Un accouchement bien comme il faut : restez bien sage, Madame, on s’occupe de tout
Accoucher, c’est simple. Il faut s’inscrire dans une maternité, et après on est pris en charge. Médicalement. Et financièrement.
C’est ce qu’a fait E.G. pour son premier enfant.
Elle a donc eu le droit à cela : rasage, lavement, rupture artificielle de la poche des eaux, sonde urinaire, monitorage fœtal en continu, séparation imposée avec mon mari par moments (porte fermée à clé), perfusion (bleu au bras et douleur pendant deux semaines), synthocinon (c’est une hormone de synthèse qui sert à accélérer les contractions), interdiction de boire (et forcément de manger), position "normale" non négociable (couchée sur le dos les pieds dans l’étrier), résultats du foot et prévisions météo pendant l’expulsion, bébé enlevé dès la naissance sans information sur ce qu’on lui a fait.

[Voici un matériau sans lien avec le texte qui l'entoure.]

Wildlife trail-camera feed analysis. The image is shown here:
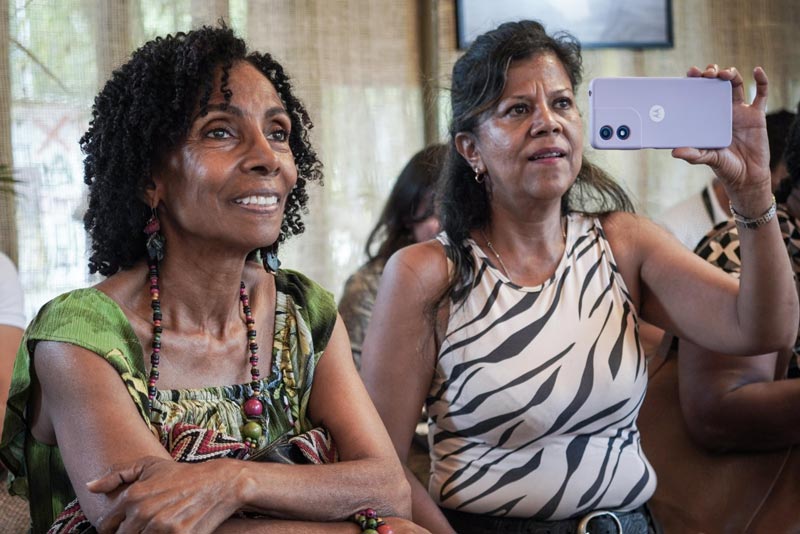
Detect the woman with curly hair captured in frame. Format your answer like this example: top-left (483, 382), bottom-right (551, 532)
top-left (0, 25), bottom-right (424, 534)
top-left (360, 19), bottom-right (798, 534)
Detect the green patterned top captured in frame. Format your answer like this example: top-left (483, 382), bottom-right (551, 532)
top-left (0, 269), bottom-right (337, 534)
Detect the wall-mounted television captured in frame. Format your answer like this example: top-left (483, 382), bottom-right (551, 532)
top-left (456, 0), bottom-right (673, 50)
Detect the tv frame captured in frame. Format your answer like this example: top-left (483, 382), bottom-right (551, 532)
top-left (455, 0), bottom-right (674, 50)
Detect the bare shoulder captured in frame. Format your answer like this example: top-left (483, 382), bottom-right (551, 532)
top-left (381, 238), bottom-right (450, 300)
top-left (597, 211), bottom-right (679, 303)
top-left (599, 211), bottom-right (675, 257)
top-left (600, 210), bottom-right (648, 239)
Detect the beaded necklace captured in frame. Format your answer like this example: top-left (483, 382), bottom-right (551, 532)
top-left (146, 258), bottom-right (266, 449)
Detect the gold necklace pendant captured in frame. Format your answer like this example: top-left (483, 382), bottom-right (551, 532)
top-left (481, 229), bottom-right (513, 283)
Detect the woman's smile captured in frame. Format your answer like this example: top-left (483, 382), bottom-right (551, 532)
top-left (232, 192), bottom-right (281, 212)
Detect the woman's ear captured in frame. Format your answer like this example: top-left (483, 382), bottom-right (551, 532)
top-left (145, 151), bottom-right (173, 207)
top-left (454, 132), bottom-right (484, 174)
top-left (142, 177), bottom-right (161, 208)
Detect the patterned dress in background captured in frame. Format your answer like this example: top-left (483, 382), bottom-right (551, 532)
top-left (0, 270), bottom-right (337, 534)
top-left (428, 214), bottom-right (655, 520)
top-left (338, 259), bottom-right (385, 369)
top-left (694, 205), bottom-right (800, 366)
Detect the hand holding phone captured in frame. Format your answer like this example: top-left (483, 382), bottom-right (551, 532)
top-left (588, 77), bottom-right (732, 150)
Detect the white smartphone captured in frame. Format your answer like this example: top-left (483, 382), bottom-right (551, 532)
top-left (588, 77), bottom-right (732, 150)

E.G parle de la première partie de l’accouchement qui s’est déroulée dans la salle d’attente, des six accouchements en même temps gérés par des sages-femmes qui venaient lui demander si ça allait, mais n’avaient pas le loisir de rester écouter la réponse, du sommeil rendu impossible, les jours qui ont suivi, par le bip des alarmes dans le service.[1].

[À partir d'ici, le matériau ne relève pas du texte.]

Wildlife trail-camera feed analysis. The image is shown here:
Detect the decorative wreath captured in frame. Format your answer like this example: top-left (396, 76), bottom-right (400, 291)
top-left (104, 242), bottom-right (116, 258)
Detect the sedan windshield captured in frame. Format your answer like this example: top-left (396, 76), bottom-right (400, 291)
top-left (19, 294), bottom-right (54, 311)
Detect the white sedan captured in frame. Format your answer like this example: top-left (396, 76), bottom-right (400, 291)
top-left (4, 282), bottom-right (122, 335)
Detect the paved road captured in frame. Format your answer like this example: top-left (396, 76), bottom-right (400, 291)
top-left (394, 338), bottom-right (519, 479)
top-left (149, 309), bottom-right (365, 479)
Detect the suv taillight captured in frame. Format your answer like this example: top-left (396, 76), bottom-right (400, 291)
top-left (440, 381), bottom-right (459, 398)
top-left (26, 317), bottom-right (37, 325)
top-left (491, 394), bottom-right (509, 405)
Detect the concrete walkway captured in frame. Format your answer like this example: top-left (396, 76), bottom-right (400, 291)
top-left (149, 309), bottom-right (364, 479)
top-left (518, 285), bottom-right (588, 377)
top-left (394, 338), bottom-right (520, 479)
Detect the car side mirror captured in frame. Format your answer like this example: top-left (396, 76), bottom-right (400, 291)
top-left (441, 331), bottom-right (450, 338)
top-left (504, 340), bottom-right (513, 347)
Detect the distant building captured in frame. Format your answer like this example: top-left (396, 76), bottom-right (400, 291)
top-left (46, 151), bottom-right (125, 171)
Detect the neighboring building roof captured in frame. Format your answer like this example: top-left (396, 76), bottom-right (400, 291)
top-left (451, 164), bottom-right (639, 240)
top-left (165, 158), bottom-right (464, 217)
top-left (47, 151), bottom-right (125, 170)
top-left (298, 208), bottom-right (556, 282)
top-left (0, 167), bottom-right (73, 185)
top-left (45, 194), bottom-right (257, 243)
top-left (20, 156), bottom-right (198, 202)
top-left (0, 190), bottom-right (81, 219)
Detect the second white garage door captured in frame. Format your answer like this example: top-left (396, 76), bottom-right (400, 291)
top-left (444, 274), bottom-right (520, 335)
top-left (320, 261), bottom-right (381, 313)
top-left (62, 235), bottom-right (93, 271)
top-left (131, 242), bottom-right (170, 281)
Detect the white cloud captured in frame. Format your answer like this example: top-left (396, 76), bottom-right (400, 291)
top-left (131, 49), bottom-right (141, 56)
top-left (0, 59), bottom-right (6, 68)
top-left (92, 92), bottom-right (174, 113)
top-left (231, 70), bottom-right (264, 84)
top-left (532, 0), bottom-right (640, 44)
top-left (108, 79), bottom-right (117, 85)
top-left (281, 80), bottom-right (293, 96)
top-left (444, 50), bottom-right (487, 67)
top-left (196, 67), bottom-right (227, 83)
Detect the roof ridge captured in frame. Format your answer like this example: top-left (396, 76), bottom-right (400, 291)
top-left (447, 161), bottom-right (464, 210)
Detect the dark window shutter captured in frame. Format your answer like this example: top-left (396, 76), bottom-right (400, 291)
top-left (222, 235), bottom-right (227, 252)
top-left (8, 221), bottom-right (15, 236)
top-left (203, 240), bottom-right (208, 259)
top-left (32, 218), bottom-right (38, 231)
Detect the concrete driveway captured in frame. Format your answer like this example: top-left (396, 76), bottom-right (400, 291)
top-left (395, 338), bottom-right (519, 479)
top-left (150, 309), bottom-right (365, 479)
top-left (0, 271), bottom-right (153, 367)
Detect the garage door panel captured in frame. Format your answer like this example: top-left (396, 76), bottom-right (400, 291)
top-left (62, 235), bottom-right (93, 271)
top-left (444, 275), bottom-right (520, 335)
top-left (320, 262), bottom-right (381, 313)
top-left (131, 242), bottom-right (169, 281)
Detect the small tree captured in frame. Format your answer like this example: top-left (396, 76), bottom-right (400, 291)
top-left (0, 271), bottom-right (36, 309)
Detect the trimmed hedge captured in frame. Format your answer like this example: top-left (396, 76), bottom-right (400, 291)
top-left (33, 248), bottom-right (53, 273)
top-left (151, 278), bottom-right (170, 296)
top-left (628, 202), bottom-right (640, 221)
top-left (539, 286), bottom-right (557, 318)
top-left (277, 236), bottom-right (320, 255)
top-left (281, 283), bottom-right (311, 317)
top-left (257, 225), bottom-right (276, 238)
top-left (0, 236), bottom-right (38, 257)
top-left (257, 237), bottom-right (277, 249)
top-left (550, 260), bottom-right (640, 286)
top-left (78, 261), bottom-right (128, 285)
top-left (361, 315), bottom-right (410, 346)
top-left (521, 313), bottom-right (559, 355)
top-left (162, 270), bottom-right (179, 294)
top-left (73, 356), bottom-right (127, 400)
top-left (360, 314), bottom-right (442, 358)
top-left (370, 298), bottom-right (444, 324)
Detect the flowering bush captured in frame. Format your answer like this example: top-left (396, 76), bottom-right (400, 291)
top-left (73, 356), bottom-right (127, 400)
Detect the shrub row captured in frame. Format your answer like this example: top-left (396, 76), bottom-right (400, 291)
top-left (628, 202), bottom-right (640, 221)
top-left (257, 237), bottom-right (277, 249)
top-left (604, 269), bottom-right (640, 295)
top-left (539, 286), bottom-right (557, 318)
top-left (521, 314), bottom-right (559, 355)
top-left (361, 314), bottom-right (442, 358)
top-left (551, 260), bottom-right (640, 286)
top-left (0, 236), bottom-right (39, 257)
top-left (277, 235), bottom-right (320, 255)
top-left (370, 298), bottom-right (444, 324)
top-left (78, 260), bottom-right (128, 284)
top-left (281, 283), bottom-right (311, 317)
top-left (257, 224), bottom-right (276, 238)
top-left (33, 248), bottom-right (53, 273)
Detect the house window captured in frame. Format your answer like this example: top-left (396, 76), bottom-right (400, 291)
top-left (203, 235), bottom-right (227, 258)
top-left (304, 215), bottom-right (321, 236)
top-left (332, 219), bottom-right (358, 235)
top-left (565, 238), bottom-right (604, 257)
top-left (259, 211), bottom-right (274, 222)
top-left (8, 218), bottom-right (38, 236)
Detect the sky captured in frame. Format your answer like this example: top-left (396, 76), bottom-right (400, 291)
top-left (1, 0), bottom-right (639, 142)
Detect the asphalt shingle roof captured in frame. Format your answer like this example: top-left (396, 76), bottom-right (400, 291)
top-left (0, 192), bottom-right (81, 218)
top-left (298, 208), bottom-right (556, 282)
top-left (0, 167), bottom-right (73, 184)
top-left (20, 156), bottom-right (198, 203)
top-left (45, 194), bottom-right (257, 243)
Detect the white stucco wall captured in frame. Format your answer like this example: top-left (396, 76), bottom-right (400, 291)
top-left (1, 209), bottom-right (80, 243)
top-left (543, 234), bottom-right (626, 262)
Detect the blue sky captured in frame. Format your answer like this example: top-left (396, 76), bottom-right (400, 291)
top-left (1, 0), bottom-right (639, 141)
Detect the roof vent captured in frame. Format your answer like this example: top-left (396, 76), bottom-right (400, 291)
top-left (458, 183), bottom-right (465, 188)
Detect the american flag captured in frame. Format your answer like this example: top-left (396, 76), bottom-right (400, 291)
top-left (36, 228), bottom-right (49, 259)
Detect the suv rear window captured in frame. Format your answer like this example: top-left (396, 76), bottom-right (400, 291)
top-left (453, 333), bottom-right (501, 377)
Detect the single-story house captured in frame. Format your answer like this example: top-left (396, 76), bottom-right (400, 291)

Tout questionnement de l’utilité des intervention médicales sera sans objet : c’est comme ça, c’est pour notre bien. Toute remarque sur l’inconfort induit par ces interventions sera réprimandé : il ne faut pas faire de caprice, c’est comme ça, c’est pour notre bien.

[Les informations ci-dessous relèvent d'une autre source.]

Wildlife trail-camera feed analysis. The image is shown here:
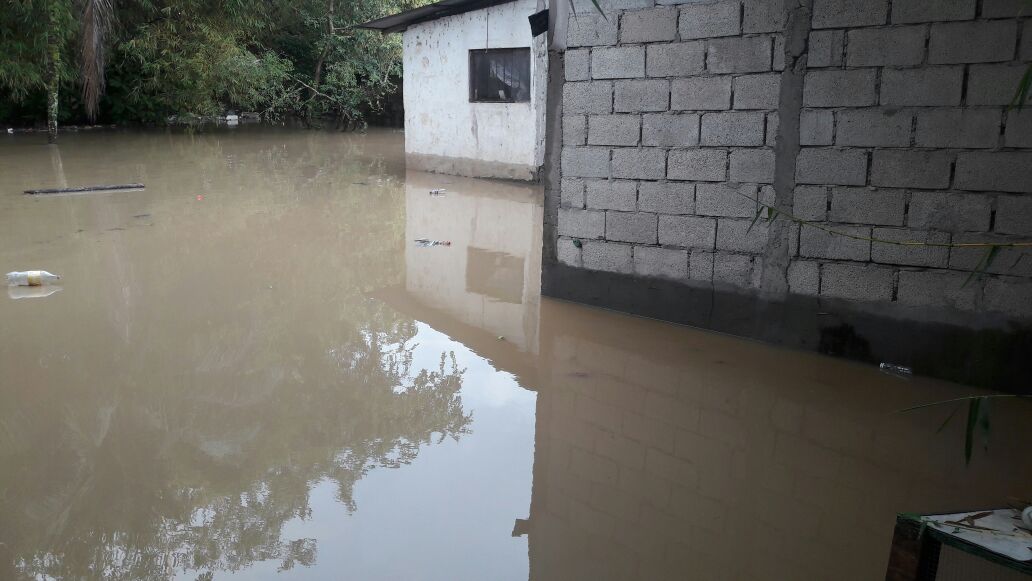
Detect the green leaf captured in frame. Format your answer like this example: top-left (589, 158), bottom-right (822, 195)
top-left (747, 204), bottom-right (764, 233)
top-left (963, 246), bottom-right (999, 287)
top-left (1009, 63), bottom-right (1032, 110)
top-left (572, 238), bottom-right (582, 248)
top-left (935, 403), bottom-right (961, 434)
top-left (964, 397), bottom-right (981, 465)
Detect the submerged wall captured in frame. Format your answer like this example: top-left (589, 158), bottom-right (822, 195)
top-left (542, 0), bottom-right (1032, 389)
top-left (402, 0), bottom-right (547, 181)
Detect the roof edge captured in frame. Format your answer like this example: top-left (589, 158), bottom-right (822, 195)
top-left (357, 0), bottom-right (521, 34)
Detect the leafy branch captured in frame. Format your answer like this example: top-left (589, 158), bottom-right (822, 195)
top-left (898, 395), bottom-right (1031, 465)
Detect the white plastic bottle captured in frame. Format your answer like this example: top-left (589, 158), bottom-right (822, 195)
top-left (6, 271), bottom-right (61, 286)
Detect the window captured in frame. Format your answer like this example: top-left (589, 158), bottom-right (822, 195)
top-left (469, 48), bottom-right (531, 103)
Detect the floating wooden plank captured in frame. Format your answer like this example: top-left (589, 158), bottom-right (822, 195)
top-left (24, 183), bottom-right (144, 195)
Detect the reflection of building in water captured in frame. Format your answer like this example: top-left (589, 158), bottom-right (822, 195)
top-left (525, 303), bottom-right (1032, 581)
top-left (400, 170), bottom-right (542, 355)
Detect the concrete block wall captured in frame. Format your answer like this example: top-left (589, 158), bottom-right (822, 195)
top-left (550, 0), bottom-right (1032, 321)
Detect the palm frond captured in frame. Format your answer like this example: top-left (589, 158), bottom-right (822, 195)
top-left (80, 0), bottom-right (114, 121)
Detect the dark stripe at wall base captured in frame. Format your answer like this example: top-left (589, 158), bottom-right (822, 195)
top-left (541, 260), bottom-right (1032, 394)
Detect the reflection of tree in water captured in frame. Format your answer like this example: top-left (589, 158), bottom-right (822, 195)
top-left (0, 130), bottom-right (469, 579)
top-left (1, 306), bottom-right (469, 580)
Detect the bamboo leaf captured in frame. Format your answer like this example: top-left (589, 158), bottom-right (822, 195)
top-left (935, 403), bottom-right (961, 434)
top-left (747, 205), bottom-right (764, 233)
top-left (963, 246), bottom-right (998, 287)
top-left (1009, 63), bottom-right (1032, 110)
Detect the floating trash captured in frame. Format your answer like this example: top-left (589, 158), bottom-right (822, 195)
top-left (879, 362), bottom-right (913, 378)
top-left (429, 189), bottom-right (447, 196)
top-left (414, 239), bottom-right (451, 247)
top-left (24, 183), bottom-right (144, 195)
top-left (6, 270), bottom-right (61, 286)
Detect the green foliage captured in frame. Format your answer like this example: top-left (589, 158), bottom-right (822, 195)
top-left (0, 0), bottom-right (427, 126)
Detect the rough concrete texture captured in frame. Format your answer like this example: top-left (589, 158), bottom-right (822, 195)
top-left (545, 0), bottom-right (1032, 323)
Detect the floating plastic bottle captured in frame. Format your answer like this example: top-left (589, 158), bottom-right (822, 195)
top-left (429, 188), bottom-right (447, 196)
top-left (6, 270), bottom-right (61, 286)
top-left (879, 362), bottom-right (913, 378)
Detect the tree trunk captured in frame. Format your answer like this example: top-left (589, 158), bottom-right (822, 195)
top-left (45, 2), bottom-right (61, 144)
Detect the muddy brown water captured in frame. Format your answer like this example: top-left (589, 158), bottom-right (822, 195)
top-left (0, 127), bottom-right (1028, 581)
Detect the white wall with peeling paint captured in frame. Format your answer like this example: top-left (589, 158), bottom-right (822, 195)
top-left (402, 0), bottom-right (547, 181)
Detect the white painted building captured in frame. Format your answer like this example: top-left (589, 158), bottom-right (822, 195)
top-left (361, 0), bottom-right (547, 181)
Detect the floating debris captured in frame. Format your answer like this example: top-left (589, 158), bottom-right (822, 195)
top-left (429, 188), bottom-right (447, 196)
top-left (879, 362), bottom-right (913, 378)
top-left (6, 270), bottom-right (61, 286)
top-left (414, 239), bottom-right (451, 247)
top-left (24, 183), bottom-right (144, 195)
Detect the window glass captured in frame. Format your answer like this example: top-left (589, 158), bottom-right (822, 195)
top-left (469, 48), bottom-right (531, 103)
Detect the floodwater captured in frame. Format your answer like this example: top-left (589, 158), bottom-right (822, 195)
top-left (0, 127), bottom-right (1029, 581)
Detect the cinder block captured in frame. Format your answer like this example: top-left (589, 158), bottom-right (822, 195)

Et puis, c’est remboursé par la sécurité sociale. Coût pour la collectivité[2] : dans les 2300 euros.
Où certaines s’informent, réfléchissent, arbitrent et choisissent
E.G. jura donc qu’on ne l’y reprendrait plus. En se renseignant, il est aisé de réaliser que le rasage pubien n’a pas d’intérêt médical[3], que la sonde urinaire est source principale d’infections nosocomiales, que le monitorage foetal continu augmente les interventions sans améliorer les résultats néonataux[4], qu’il n’y a plus de raison de s’interdire de manger [5] et a fortiori, de boire.
Elle chercha où elle pourrait accoucher. Elle voulait juste la présence continue d’une sage-femme, sans intervention médicale autre que médicalement nécessaire. Médicalement. Strictement, médicalement. Pour sa santé et celle de son bébé. Pas par nécessité de confort des professionnels de santé, de productivité des hôpitaux, du respect habitudes du service. Non. Elle voulait juste qu’aucune intervention ne soit pratiquée sans raison médicale.
Ce ne fut négociable nulle part dans sa région, zone française. Parfois en France, ça l’est. Pour E.G, c’est à Sarrebruck, en Allemagne, qu’elle trouva écho à ses souhaits.
C’est là qu’elle accoucha, dans une maison de naissance. Facture : 1046 euros et 58 cents[6].
La fessée civile : 100 euros d’amende pour avoir demandé le remboursement de l’accouchement à l’étranger
La demande d’entente préalable pour le remboursement par la sécu française ayant été refusée, E.G. eut recours au conciliateur, à la commission de recours à l’amiable, puis au tribunal administratif de la sécu. Refus.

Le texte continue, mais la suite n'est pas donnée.